Macrophytes and macrobenthos were sampled along transects (lines  perpendicular to the shore), phytoplankton at the deepest point of the lake at different depths, and fish were collected with nets and by electrofishing.
In addition to the biological parameters, we also investigated the hydromorphological characteristics of each lake, using the Lake Habitat Survey (LHS), developed for the English lakes and standardized at European level. In the INHABIT project , the LHS method has been validated in the Italian lakes. Sampling methods are described in detail in deliverable I1d1.

Lakes - Databases

A relational database was built for high-resolution data from lakes within the project INHABIT . To avoid the use of proprietary software , the database was written using the software PostgreSQL , a relational database available with Open Source license .
A final database was prepared on the basis of a biological and a hydromorphological databases (deliverables I1d2 and I1d3 ) to store together all the data relating to the description of the lacustrine habitat collected according to the Lake Habitat Survey, and the high-resolution data collected in the field. At the end of the project , the database has hydromorphological data for 13 lakes or reservoirs, for a total of 170 observations and 170 specific habitat descriptions of the shore between a detection point and the following. The database also contains the results of the chemical analyzes of 258 water samples from 13 lakes of the project.
For the biological quality elements , data were stored at the species level for phytoplankton (58 samples and 281 taxa), macrophytes (94 samples and 20 taxa) and benthos (28 samples and 177 taxa). In the case of fish fauna, stored data contain information about each specimen (607 fish of 29 species in 16 samples).
The database is described in deliverable D1d2.

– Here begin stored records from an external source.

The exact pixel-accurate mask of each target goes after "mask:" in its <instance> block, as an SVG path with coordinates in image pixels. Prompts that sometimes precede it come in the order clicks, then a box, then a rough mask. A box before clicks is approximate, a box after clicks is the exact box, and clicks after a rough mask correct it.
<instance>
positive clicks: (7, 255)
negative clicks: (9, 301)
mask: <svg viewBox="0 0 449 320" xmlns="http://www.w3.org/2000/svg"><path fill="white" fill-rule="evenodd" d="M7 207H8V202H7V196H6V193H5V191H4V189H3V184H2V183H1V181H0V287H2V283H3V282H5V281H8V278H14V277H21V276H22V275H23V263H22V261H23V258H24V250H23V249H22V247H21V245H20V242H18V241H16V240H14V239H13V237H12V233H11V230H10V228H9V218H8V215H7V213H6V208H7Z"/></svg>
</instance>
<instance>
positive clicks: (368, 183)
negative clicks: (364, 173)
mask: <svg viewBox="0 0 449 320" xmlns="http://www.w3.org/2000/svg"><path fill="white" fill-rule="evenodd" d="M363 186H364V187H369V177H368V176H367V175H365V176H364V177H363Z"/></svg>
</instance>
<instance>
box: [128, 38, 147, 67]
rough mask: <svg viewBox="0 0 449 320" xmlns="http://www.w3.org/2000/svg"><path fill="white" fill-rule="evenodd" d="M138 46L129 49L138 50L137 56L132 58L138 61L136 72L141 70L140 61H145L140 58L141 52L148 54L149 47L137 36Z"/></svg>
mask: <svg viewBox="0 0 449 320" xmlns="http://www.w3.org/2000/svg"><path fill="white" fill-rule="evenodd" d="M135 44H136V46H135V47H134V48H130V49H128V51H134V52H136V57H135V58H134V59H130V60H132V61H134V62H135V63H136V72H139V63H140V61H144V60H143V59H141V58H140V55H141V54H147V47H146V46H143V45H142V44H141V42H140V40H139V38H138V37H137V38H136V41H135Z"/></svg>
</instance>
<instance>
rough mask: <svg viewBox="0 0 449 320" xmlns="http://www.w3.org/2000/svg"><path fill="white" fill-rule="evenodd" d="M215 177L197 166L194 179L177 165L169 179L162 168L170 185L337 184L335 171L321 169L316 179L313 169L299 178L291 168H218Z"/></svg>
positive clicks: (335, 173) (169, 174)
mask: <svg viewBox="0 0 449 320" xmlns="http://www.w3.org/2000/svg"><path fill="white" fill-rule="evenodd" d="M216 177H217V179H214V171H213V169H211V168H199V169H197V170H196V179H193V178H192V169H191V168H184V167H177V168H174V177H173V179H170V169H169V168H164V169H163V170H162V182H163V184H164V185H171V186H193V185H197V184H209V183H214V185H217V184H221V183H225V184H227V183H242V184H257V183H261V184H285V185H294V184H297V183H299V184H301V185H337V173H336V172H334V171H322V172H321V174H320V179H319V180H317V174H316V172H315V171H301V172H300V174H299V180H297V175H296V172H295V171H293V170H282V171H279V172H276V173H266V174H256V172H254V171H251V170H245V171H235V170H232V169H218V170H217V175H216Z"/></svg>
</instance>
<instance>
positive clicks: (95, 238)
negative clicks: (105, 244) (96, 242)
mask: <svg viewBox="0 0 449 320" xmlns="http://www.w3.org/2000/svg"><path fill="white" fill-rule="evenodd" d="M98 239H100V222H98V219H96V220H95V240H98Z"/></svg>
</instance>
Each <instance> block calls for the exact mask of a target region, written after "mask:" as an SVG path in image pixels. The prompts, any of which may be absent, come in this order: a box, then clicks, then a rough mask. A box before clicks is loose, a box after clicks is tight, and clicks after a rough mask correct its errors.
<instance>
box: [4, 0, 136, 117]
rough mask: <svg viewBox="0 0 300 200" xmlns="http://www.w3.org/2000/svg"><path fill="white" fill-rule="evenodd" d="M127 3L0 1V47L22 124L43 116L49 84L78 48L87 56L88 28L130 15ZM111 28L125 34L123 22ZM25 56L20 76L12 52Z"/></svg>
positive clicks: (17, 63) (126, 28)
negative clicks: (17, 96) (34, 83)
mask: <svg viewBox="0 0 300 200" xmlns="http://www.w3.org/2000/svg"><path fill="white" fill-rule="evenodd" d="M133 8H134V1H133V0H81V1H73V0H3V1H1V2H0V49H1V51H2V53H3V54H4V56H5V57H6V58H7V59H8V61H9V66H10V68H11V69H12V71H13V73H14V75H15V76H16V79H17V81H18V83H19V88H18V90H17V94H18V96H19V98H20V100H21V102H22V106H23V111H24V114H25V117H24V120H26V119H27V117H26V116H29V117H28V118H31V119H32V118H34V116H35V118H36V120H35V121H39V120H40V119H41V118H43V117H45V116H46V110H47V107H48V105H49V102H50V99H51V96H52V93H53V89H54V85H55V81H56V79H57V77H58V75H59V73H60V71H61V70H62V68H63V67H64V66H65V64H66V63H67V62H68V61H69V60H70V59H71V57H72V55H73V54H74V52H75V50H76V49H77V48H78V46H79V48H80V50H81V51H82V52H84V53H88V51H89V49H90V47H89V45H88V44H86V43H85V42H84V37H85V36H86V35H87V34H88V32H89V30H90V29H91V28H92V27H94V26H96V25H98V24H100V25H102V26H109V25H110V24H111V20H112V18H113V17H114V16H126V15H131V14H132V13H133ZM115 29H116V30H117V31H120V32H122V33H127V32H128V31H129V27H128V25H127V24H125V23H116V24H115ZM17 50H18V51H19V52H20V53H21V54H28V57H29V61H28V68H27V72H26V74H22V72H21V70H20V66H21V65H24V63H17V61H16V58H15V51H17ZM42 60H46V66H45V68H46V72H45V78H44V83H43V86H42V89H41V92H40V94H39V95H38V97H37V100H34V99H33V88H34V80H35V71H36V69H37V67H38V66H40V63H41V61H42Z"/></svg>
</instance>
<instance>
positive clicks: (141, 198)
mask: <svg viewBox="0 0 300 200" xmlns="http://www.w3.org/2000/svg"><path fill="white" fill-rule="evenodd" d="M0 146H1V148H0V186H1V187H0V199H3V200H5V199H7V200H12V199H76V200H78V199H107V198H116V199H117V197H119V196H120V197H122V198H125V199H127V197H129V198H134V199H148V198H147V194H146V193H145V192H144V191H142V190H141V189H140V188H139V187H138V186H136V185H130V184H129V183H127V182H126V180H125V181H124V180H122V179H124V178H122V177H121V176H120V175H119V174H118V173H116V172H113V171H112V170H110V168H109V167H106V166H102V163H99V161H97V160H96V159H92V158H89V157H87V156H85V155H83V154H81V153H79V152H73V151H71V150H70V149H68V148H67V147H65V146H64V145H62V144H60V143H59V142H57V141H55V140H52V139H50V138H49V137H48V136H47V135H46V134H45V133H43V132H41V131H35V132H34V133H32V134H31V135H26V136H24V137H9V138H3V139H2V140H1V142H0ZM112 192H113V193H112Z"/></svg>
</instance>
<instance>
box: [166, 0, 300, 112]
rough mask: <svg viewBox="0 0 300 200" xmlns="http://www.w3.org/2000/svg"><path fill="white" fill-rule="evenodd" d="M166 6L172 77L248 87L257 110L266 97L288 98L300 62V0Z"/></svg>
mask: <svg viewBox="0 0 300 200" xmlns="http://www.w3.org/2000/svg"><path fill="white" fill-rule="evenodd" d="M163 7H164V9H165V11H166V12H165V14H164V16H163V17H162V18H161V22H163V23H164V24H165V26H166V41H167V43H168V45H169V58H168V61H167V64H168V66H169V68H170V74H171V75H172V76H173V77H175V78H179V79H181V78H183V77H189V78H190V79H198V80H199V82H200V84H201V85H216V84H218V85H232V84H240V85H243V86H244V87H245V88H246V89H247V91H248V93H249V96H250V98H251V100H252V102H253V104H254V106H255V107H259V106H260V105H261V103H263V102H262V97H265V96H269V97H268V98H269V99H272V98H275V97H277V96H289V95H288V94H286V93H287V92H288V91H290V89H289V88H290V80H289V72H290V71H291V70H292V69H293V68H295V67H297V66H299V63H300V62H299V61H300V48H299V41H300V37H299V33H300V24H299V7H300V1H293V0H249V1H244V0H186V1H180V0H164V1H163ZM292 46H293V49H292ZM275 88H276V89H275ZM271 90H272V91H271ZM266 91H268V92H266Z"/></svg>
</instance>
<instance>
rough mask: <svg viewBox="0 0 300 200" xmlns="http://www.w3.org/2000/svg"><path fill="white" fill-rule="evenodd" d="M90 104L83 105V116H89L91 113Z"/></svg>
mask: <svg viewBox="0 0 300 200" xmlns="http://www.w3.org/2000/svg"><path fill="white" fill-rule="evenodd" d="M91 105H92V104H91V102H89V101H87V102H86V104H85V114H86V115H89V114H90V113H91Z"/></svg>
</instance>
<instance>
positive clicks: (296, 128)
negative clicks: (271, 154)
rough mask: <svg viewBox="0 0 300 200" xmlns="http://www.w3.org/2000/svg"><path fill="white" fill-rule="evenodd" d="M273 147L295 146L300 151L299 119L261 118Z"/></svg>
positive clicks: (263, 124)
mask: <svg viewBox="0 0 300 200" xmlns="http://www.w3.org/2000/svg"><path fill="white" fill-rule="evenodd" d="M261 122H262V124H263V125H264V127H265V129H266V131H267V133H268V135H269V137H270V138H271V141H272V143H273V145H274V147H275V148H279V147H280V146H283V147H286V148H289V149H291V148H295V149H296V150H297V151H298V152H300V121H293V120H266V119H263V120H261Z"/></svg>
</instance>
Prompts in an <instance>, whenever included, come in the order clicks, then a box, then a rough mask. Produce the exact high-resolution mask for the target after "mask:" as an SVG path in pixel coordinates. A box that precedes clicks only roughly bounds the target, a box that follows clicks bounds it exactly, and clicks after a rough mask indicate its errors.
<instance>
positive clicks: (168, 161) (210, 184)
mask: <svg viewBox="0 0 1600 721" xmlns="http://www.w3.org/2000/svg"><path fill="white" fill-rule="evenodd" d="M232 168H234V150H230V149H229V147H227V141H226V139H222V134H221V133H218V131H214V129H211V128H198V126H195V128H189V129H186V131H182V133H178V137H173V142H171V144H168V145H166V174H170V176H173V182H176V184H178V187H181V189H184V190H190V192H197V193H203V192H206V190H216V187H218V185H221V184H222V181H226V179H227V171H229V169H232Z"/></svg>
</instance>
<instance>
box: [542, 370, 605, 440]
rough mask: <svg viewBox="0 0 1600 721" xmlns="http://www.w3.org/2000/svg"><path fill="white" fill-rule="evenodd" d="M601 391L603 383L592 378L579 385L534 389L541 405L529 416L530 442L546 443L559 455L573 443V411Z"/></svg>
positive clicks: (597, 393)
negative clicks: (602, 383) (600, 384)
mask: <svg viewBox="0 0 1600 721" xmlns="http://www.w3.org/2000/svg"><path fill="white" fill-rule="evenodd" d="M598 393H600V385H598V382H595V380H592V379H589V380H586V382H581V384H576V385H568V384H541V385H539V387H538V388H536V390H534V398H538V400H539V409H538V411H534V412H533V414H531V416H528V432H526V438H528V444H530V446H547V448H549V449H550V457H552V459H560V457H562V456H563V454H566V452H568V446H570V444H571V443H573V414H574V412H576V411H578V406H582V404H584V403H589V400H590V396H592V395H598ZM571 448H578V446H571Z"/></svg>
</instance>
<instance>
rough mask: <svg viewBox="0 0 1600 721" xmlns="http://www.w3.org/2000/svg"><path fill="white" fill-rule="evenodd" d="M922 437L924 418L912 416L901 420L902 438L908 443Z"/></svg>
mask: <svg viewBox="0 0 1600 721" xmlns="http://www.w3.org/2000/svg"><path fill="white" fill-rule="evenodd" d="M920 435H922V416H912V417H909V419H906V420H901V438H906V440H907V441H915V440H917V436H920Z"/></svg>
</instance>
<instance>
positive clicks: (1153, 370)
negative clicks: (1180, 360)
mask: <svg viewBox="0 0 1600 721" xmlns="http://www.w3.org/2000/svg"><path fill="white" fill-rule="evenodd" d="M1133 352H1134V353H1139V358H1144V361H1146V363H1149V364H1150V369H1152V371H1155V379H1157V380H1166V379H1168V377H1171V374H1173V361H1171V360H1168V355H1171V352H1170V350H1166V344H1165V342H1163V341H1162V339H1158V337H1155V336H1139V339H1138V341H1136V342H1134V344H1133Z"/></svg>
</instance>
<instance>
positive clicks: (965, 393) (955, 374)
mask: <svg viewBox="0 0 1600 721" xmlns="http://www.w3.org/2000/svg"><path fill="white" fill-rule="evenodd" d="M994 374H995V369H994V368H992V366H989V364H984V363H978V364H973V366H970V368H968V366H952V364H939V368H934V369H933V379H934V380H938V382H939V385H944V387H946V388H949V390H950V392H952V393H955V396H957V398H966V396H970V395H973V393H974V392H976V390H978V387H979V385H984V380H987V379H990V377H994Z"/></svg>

Lakes - Validation of sampling methods for lakes and reservoirs

Natural variability of the biota, particularly for elements showing seasonal cycles, may lead to significant changes in the species composition and biomass . This means that the choice of the sampling frequency and distribution of samples during the year may represent a critical factor for assessing the ecological quality from the biological communities.
Of the four biological elements used to classify the lakes, three (phytoplankton, macrophytes and macroinvertebrates) show a marked seasonality and some spatial variability.
For phytoplankton, we analyzed three metrics defined by national law (composition indices, chlorophyll concentration and total bio-volume), comparing the anthropogenic (expressed by the gradient of total phosphorus ) and natural  variability (seasonality) and estimating the uncertainty in the classification with different sampling frequencies.
In the case of macrophytes, methods of monitoring and classification were analyzed considering the accuracy of the assessment and the sampling effort provided by the monitoring protocols, to verify if it is adequate to the needs of the classification.
Our analysis showed that the variability of phytoplankton metric reflects the trophic gradient and is significantly larger than that accounted for by seasonal variations, indicating the robustness of the indicators used and the stability of phytoplankton assemblages.
Conversely, the general formulation of the index based on macrophytes may need to be refined in order to better understand the differences in ecological quality between lakes. Furthermore, in the case of the macrophytes, a significant reduction of the effort of sampling does not seem possible without compromising the quality of the classification, while, for phytoplankton, it would be acceptable to reduce the number of annual samples from 6 to 4 without compromising the result of the classification.
The details of this activity are reported in deliverable I1d5.